1. Pedro Gonzalez says

    If the Euro breaks the bonds from the perifery hold by the ECB should/will not be paid by the perifery countries. This will no be any problem, besides moral hazard. The money used by the ECB to pay for those bonds was created from thin air and nothing really serious will happen if those debts are not paid. I would not worry about inflation.
    The same with the debts owed to the German Central Bank.
    Futher more, if a German bank is not paid by the Spanish sovereign on a bond, the German Central Bank could create money to pay the german bank. Again nothing bad would happen. No inflation, etc., only moral hazard, but who cares about moral hazard?

  2. David_Lazarus says

    Using the Spaniard depositing in Germany as an example. Now if there is a credible risk of such restrictions being imposed on the Spaniard. What would there likely reaction be? They could simply exit the German financial system, creating a run on German banks. This could be as silent as the run on peripheral nations banks that the ECB is trying to plug now. It would not be contained to Spanish investors in German banks. If any other holder of euros was concerned that they too would have to suffer such losses then they would also withdraw as much as possible from German banks.
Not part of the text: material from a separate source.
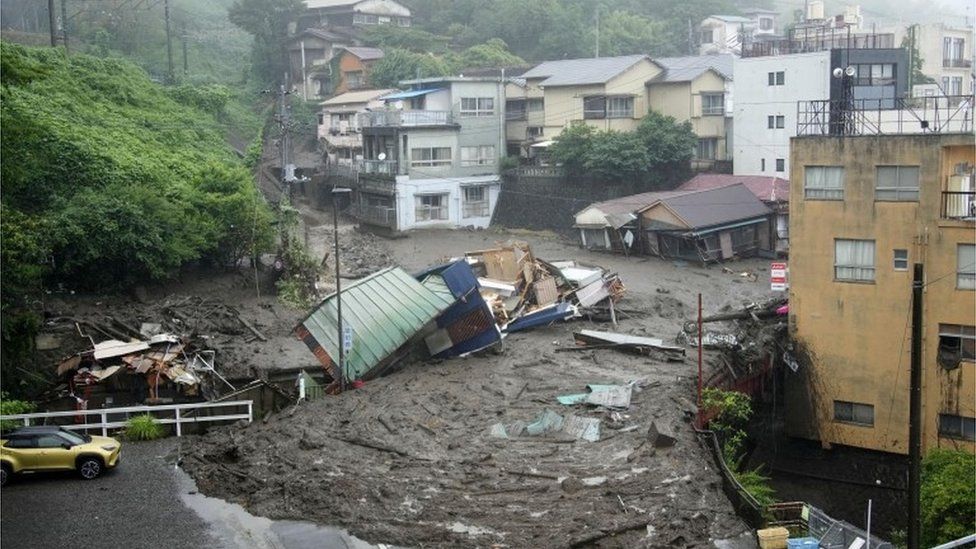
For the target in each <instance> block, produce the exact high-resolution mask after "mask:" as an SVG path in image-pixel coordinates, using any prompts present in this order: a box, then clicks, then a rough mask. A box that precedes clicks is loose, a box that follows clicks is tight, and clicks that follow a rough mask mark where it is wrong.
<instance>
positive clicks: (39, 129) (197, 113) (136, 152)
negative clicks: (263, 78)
mask: <svg viewBox="0 0 976 549" xmlns="http://www.w3.org/2000/svg"><path fill="white" fill-rule="evenodd" d="M0 65H2V67H0V70H2V72H3V81H2V86H0V117H2V120H3V133H2V137H0V155H2V158H3V159H4V161H3V163H2V164H0V177H2V196H0V207H2V219H3V230H2V232H0V245H2V252H3V261H2V273H0V275H2V279H0V289H2V301H3V319H2V320H3V339H4V343H5V344H4V345H3V346H2V353H3V359H2V363H3V368H4V369H6V368H7V367H8V365H12V363H13V362H15V358H14V357H13V356H11V353H14V352H15V351H16V347H17V345H7V344H6V343H11V342H15V341H22V338H19V337H16V336H17V334H15V333H13V332H14V331H17V330H18V329H20V330H26V331H30V327H31V325H32V321H31V319H30V317H29V314H28V313H27V312H26V308H25V307H24V304H25V302H26V300H27V298H28V296H30V295H31V294H32V293H34V292H37V291H39V290H40V289H41V288H42V287H43V286H44V285H45V284H48V285H52V284H64V285H65V286H66V287H69V288H80V289H85V288H97V289H101V290H104V289H110V288H121V287H125V286H127V285H131V284H134V283H140V282H143V281H147V280H153V279H160V278H164V277H167V276H169V275H171V274H172V273H174V272H176V271H177V270H178V269H179V268H180V267H181V266H182V265H184V264H186V263H188V262H192V261H198V260H206V261H212V262H215V263H218V264H229V263H232V262H234V261H235V260H238V259H240V258H243V257H246V256H248V255H249V254H253V253H255V252H256V251H258V250H260V249H261V248H263V247H266V246H268V245H269V244H270V241H271V230H270V224H271V214H270V212H269V210H268V208H267V206H266V205H265V204H264V202H263V201H262V199H261V198H260V196H259V194H258V192H257V190H256V188H255V186H254V184H253V182H252V176H251V174H250V173H249V172H248V170H247V169H246V168H245V167H244V166H243V163H242V161H241V160H239V159H238V158H237V157H236V156H235V155H234V153H233V151H232V150H231V149H230V147H229V146H228V144H227V142H226V141H225V139H224V126H223V124H222V123H221V121H220V119H221V117H222V116H224V108H225V105H226V102H227V93H226V90H224V89H223V88H222V87H219V86H199V87H196V86H190V85H183V86H178V87H172V88H164V87H162V86H159V85H157V84H155V83H153V82H152V81H150V79H149V77H148V75H147V74H146V73H145V72H144V71H143V70H142V69H140V68H139V67H137V66H135V65H133V64H132V63H129V62H127V61H124V60H121V59H114V58H108V59H101V58H97V57H92V56H88V55H71V56H70V57H65V56H64V54H63V51H62V50H55V49H50V48H44V49H40V48H28V47H24V46H17V45H13V44H8V43H0ZM12 359H13V360H12ZM5 377H7V376H5ZM7 379H8V380H9V377H7Z"/></svg>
    The ultimate problem is that the assets outside Germany will be substantially devalued in a euro break up and that will crystallise losses for the German banks. If there is a break up it could start with Greece, who would have to default in full as the debts would be odious. The losses from Greece would be manageable and may have already been accounted for. If Greece goes on to recover quickly outside the euro, then it could rapidly cause the other weaker periphery nations to exit as well. Spain and Italy might be willing to stay longer because they could get more support but the ECB probably lacks the firepower to bail out both Spain and Italy. It might be the ripples of losses that nature that seriously hurts French banks. That will in turn, will lead to massive losses in German banks, who are big lenders to French banks. If the euro is not saved then the banks will go up in the flames. Though the costs to europe’s tax payers will be excessive. If however the banks are allowed to collapse then yes there will be a temporary crisis, but asset prices will fall to sustainable levels. There will be huge numbers of bankruptcies but with lower asset prices new businesses will find it even easier to start up. What we have now is a slow and steady drain to bail out banks with no prospect of recovery for the rest of the economy.

  3. Roger Marti says

    What happens to the deposits of banks or also other national banks at the bundesbank?

    1. David_Lazarus says

      They should be safe but if a bank were insolvent then the Bundesbank might use the banks reserves at the Bundesbank to make good any depositor. It will be the shareholders and then bondholders who would have to suffer losses. Though considering the appalling banking practice around the western world I suspect that the Bundesbank will bail out the bank to avoid nationalising it and to “ease its return to the market” by maintaining a share value. Pretty much in the same way that the UK government has done with Lloyds TSB and RBS, two banks that it had to nationalise in part. So while it owns the banks with majority stakes they refuse to use those stakes to implement shareholder lead change.

  4. francis says

    Your article assumed that Germany is converting back to the mark. A more realistic assumption is Greece leaving the Euro and going back to the Drachma but Germany (and all other EU members) keeping the Euro. In this case Germany would have TARGET2 losses.

    1. David_Lazarus says

      At this stage the euro will stay together. No one wants to leave. Not even the Greeks want to exit the euro. The problem is that the choice for Greece can only mean exit eventually, without a default. When you make debts impossible to default on you create unintended events. Greece is now far more likely to revolt that will increase the flight of capital from the rest of the periphery. This will damage even further the stability of the euro.

      If the Germans were to exit then the problem is that the euro would probably have a substantial devaluation, which would make the debt burden even higher and so less sustainable. It will crystallise huge losses in German banks. Since all these bailouts have been undercover bailouts of German banks that will mean that they will collapse creating problems for the German government who have made loans to bail out the periphery and the core banks.

      1. Francis says

        The latest Greek polls show that the anti Euro Syriza party is leading! But that’s beside the point. I would just like to have an acknowledgement from you that in the improbable case were Greece alone were to exit the Euro, and reintroduce the Drachma, Germany would have TARGET2 loses. Yes or No?